A 50:50 joint venture between L&T Infrastructure and Tata Steel, Dhamra Port (DPCL) was commissioned in May 2011 and has two fully mechanised berths.
Located in the Bhadrak district of Odisha, the port is strategically placed between Haldia and Paradip ports.
In 2013-14, the port registered a 30 per cent growth in cargo-handling at 14.3 million tonnes (mt).
At present, the Adani group owns and operates five ports in Mundra, Dahej, Hazira, Goa and Vizag. It is also developing ports at Kandla and Ennore.
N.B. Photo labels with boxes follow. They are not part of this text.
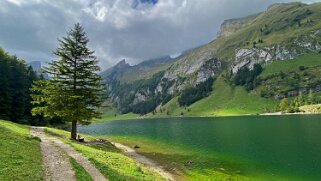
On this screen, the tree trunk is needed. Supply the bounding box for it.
[71,120,77,140]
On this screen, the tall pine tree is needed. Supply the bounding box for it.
[32,23,104,139]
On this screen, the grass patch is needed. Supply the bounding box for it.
[46,128,163,181]
[260,54,321,78]
[150,77,277,116]
[69,157,93,181]
[0,121,43,181]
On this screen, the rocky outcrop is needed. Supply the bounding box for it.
[196,59,222,84]
[232,45,298,74]
[218,15,257,37]
[156,57,222,95]
[231,30,321,74]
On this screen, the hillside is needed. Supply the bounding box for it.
[104,3,321,119]
[0,120,44,181]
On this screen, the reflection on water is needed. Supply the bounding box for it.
[79,115,321,178]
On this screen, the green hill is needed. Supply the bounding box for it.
[0,120,43,181]
[104,2,321,120]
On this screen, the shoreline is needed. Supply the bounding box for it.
[97,112,321,123]
[111,142,175,181]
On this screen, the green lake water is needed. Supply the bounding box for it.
[79,115,321,180]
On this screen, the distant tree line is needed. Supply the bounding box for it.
[113,71,174,115]
[178,77,214,106]
[0,48,41,124]
[278,90,321,113]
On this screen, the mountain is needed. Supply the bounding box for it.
[103,3,321,116]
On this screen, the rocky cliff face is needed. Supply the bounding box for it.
[231,30,321,74]
[218,15,257,37]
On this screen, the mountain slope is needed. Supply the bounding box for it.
[101,3,321,118]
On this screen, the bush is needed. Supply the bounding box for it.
[234,64,263,91]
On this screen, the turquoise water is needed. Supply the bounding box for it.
[79,115,321,180]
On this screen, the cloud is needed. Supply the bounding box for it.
[0,0,314,68]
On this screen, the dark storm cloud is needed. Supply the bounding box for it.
[0,0,318,68]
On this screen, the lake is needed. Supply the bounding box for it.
[79,115,321,180]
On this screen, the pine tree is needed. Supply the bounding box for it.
[32,23,103,140]
[279,98,289,112]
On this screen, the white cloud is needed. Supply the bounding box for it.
[0,0,315,68]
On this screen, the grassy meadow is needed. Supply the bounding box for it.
[0,120,43,181]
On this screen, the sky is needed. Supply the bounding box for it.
[0,0,318,69]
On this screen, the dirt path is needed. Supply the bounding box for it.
[30,127,107,181]
[112,142,174,180]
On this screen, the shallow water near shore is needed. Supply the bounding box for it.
[79,115,321,180]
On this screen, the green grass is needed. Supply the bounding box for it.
[149,76,277,117]
[260,54,321,78]
[46,128,163,181]
[0,120,43,181]
[69,157,93,181]
[99,76,278,122]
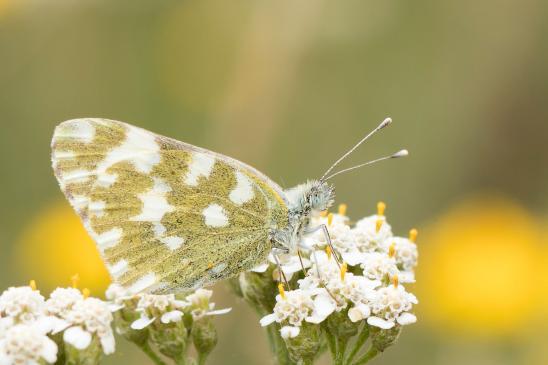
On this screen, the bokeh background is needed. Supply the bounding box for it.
[0,0,548,365]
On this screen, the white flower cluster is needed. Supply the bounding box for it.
[0,282,115,365]
[106,284,231,330]
[260,203,418,338]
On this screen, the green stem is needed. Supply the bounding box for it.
[198,352,208,365]
[324,326,337,361]
[335,337,348,365]
[139,342,166,365]
[346,323,369,364]
[353,346,379,365]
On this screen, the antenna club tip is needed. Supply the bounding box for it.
[379,118,392,129]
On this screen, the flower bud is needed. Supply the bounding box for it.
[239,268,277,310]
[327,308,360,338]
[149,321,188,360]
[282,323,321,364]
[371,326,401,352]
[192,317,217,357]
[64,336,103,365]
[113,299,148,346]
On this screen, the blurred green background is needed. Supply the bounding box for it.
[0,0,548,365]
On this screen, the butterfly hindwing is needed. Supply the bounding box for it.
[52,119,287,293]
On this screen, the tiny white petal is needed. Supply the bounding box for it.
[40,338,57,364]
[259,313,276,327]
[100,331,116,355]
[206,308,232,316]
[131,316,156,330]
[63,327,91,350]
[367,317,395,330]
[251,263,268,273]
[160,310,183,323]
[280,326,301,339]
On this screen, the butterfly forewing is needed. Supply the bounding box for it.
[52,119,287,293]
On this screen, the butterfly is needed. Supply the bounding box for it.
[51,118,407,294]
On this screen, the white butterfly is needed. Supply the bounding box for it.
[52,119,407,293]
DPCL has received environmental clearance to develop 12 additional berths, which will increase the port’s capacity by 75mt per annum from 25mt.
Adani Ports today said work on the second phase would be initiated within 90 days and was likely to be completed in 30 months.
The scrips of Ahmedabad based Adani Group companies today surged on a clear mandate given by the voters to the BJP-led NDA.
While stocks of Adani Enterprises were up 6.06 per cent, the scrips of Adani Ports and Special Economic Zone (APSEZ) and Adani Power were up 1.95 per cent and 1.27 per cent, respectively, over the previous day’s close on the Bombay Stock Exchange.